A LEANER, more efficient public service employing fewer people was central to any plan to control public expenditure, the leader of the Progressive Democrats told the committee.
Public service pay accounted for 33 per cent of all current Government expenditure, said Ms Mary Harney. Over the past four years the public service pay bill had risen by 36 per cent, compared with cumulative inflation of 10 per cent over the same period.
The task of reducing the bill should be tackled through reducing numbers through natural wastage; giving managers more autonomy in managing their budgets; setting cash limits for department staff costs and a deal with public sector unions as part of a new national pay deal.
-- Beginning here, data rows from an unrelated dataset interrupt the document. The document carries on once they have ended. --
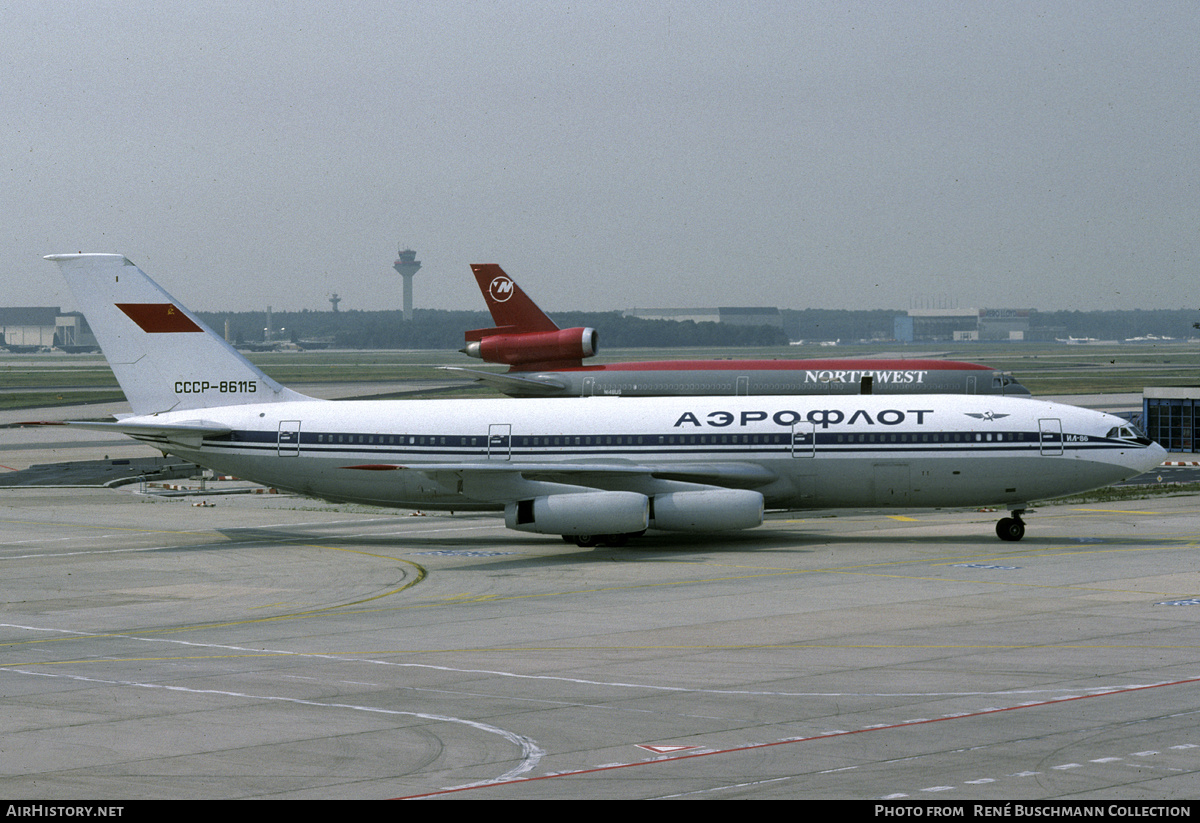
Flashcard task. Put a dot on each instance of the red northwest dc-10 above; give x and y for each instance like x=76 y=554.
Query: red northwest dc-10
x=547 y=361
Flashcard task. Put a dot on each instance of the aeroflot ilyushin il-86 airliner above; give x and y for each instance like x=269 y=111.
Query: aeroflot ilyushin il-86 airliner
x=547 y=361
x=598 y=469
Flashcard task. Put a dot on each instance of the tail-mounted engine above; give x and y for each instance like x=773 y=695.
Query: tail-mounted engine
x=564 y=347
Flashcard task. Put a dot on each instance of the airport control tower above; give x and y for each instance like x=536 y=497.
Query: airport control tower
x=407 y=266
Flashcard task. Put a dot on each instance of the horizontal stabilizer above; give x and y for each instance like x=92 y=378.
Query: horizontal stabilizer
x=187 y=434
x=510 y=382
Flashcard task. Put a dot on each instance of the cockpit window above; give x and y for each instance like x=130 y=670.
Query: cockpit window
x=1129 y=432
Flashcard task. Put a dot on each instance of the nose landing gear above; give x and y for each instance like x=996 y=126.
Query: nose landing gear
x=1011 y=528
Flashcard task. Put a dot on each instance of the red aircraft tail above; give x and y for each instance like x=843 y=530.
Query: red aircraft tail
x=511 y=308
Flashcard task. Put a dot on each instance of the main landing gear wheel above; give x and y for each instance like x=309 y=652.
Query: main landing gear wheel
x=1011 y=528
x=592 y=540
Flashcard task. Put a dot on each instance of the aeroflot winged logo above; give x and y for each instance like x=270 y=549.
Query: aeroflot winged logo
x=159 y=318
x=499 y=289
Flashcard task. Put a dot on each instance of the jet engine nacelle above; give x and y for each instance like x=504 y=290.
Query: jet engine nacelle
x=582 y=514
x=708 y=510
x=535 y=347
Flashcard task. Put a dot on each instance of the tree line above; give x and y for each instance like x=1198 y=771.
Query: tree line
x=435 y=329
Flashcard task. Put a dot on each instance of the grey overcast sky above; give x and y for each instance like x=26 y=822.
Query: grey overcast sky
x=609 y=155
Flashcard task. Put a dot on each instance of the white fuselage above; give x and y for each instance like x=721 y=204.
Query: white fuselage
x=917 y=451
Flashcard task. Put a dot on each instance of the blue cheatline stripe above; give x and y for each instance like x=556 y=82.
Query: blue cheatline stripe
x=450 y=446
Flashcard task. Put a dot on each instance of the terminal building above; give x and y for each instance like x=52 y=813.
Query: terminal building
x=738 y=316
x=1169 y=416
x=927 y=325
x=34 y=328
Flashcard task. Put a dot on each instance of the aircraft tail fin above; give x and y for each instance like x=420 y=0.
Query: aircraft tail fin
x=511 y=308
x=163 y=356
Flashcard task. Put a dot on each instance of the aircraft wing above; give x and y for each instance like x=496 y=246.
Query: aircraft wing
x=187 y=434
x=510 y=382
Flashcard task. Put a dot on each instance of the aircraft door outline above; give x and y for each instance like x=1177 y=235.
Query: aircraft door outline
x=499 y=442
x=287 y=443
x=1050 y=436
x=804 y=439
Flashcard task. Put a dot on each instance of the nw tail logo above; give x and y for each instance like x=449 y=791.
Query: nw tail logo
x=501 y=289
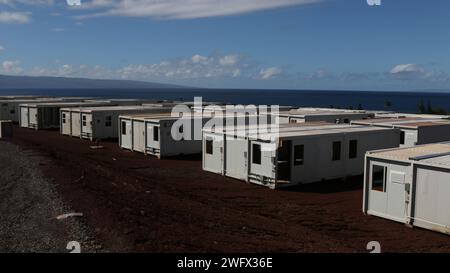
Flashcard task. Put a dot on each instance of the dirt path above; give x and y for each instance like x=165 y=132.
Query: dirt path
x=29 y=205
x=138 y=203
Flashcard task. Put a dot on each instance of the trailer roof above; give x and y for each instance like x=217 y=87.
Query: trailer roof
x=109 y=108
x=64 y=103
x=296 y=130
x=407 y=122
x=142 y=116
x=302 y=112
x=30 y=100
x=411 y=115
x=424 y=153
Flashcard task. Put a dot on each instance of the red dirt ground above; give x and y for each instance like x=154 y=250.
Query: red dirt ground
x=139 y=203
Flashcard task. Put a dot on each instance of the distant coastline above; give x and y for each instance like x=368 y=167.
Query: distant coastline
x=371 y=100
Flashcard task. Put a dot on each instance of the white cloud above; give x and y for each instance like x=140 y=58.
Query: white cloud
x=406 y=68
x=199 y=59
x=14 y=17
x=171 y=70
x=11 y=67
x=185 y=9
x=229 y=60
x=268 y=73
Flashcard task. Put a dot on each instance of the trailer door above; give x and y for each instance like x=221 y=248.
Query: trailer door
x=138 y=136
x=86 y=125
x=32 y=118
x=213 y=149
x=153 y=138
x=24 y=117
x=126 y=133
x=387 y=192
x=236 y=157
x=75 y=118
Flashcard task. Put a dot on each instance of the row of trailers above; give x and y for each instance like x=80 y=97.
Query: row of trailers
x=404 y=180
x=164 y=136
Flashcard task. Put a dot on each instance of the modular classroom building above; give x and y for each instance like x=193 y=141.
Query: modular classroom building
x=301 y=115
x=410 y=185
x=152 y=133
x=156 y=135
x=99 y=122
x=46 y=115
x=414 y=131
x=297 y=154
x=9 y=109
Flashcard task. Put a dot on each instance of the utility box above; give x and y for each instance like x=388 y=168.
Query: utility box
x=5 y=128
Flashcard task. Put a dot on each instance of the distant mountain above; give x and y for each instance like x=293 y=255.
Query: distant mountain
x=27 y=82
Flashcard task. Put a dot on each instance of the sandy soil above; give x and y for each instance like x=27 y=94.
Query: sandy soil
x=139 y=203
x=29 y=205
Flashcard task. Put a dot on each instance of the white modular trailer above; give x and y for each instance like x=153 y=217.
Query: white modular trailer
x=414 y=131
x=380 y=114
x=9 y=109
x=152 y=134
x=132 y=130
x=102 y=122
x=301 y=115
x=410 y=185
x=298 y=154
x=47 y=115
x=6 y=130
x=164 y=138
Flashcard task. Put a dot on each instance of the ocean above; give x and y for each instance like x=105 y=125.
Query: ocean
x=388 y=101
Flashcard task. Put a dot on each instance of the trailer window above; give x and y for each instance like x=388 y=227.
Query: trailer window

Higher spending did not automatically mean better service, she went on. "Health spending has risen by 65 per cent in five years, but nobody would suggest that service delivery is now two thirds better than it was. Take prisons. Spending on prisons has grown by 50 per cent in five years but the number of prisoners has only grown by seven 7 per cent over the same period.
"The culture in which spending estimates are automatically increased every year must be eliminated. Departmental managements must be encouraged to achieve savings within their assigned budgets and rewarded appropriately for doing so - either by way of career advancement or performance related bonus.
Ms Harney called for a major programme of decentralisation of power - the practice of transferring central government offices' out of Dublin and into provincial centres was merely relocation, not decentralisation.
"Does it make sense that the bus service between Dingle and Dunquin in west Kerry is run by a centralised State company based 200 miles away in Dublin?", she asked. The same company ran city bus services in Cork, Limerick, Galway and Waterford as well as local school bus services in every parish in the country.
She said the State should not be involved in any activity that community effort or private enterprise could carry out more efficiently.
"If FAS runs a nationwide network of offices to deal with the job needs of the unemployed, why does the Department of Social Welfare need to operate a separate nationwide bureaucracy merely to pay unemployed people their dole?
"If the Revenue Commissioners run a nationwide bureaucracy to collect cash from the citizen do we need a separate nationwide bureaucracy in the Department of Social Welfare to pay out cash to the citizen?
"If we have democratically elected local authorities in every city and county in this country, why do we need a parallel government of several hundred quangos, which have no popular mandate, dealing with everything from local development, to training, to tourism promotion?", Ms Harney asked.